The street's third and fourth block feature San Marcelo Square and Church. The former features a sculpture dedicated to María Laos, who was killed in 1930 while unsuccessfully trying to protect her husband, Antonio Miró Quesada de la Guerra, from Carlos Steer Lafont, leader of the Aprista Youth Federation. Across the street was the house of Pedro Beltrán Espantoso, owner of the disappeared La Prensa. It was the last home to be demolished with the street's widening, and its demolition was the focus of a fierce debate that concluded when it was demolished during a two-week period while its owner was on a trip, starting on September 16, 1971.

The fourth block concludes at its intersection with Tacna Avenue. This corner houses the Edificio Oropeza, an incomplete building that has been abandoned for over three decades. A station of the Metropolitano is located next to the building, and continues on the street's sixth block on the other side of the avenue.
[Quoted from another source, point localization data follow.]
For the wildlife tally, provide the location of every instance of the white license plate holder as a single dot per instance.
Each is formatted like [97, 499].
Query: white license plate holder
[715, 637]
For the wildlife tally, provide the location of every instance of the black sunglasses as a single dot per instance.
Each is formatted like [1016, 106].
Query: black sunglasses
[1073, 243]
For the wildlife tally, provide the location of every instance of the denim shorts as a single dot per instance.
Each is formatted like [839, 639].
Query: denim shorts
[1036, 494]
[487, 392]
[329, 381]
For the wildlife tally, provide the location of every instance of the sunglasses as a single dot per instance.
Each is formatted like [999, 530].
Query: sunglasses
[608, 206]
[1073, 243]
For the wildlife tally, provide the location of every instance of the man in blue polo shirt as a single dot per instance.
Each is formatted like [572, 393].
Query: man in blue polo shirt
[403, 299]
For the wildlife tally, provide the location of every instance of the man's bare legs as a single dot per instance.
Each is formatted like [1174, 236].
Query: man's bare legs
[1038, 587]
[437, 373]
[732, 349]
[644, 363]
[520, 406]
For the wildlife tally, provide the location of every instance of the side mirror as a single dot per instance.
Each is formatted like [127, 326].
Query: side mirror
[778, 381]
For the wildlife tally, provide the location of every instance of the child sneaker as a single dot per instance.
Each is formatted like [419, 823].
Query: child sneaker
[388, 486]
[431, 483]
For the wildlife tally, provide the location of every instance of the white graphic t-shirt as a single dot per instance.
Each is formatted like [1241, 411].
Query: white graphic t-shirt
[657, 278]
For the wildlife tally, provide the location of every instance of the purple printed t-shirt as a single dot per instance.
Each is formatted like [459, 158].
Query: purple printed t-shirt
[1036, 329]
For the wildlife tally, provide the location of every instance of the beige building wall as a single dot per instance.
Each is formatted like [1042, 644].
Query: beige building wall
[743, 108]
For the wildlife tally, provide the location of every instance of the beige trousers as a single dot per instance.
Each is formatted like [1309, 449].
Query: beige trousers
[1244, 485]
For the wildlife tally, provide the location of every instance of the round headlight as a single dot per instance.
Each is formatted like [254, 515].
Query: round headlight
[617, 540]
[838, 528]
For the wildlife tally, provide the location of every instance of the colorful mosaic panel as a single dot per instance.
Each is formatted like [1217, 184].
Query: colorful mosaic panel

The street final blocks continue into Monserrate, a historic neighbourhood of Lima limited by this avenue, as well as those of Tacna and Alfonso Ugarte. The street's ninth block reaches Ramón Castilla Square, where the Metropolitano station of the same name is located.

==Transport==
The street is divided into four lanes. Two are used for regular vehicular transit, while two are reserved for the city's bus system.

===Bus service===
The Metropolitano, the city's bus service, operates its Route C alongside the avenue. Since 2009, a station (Jirón de la Unión) services its first block. Two more stations (Tacna and Ramón Castilla) are located near Tacna Avenue and Ramón Castilla Square, respectively.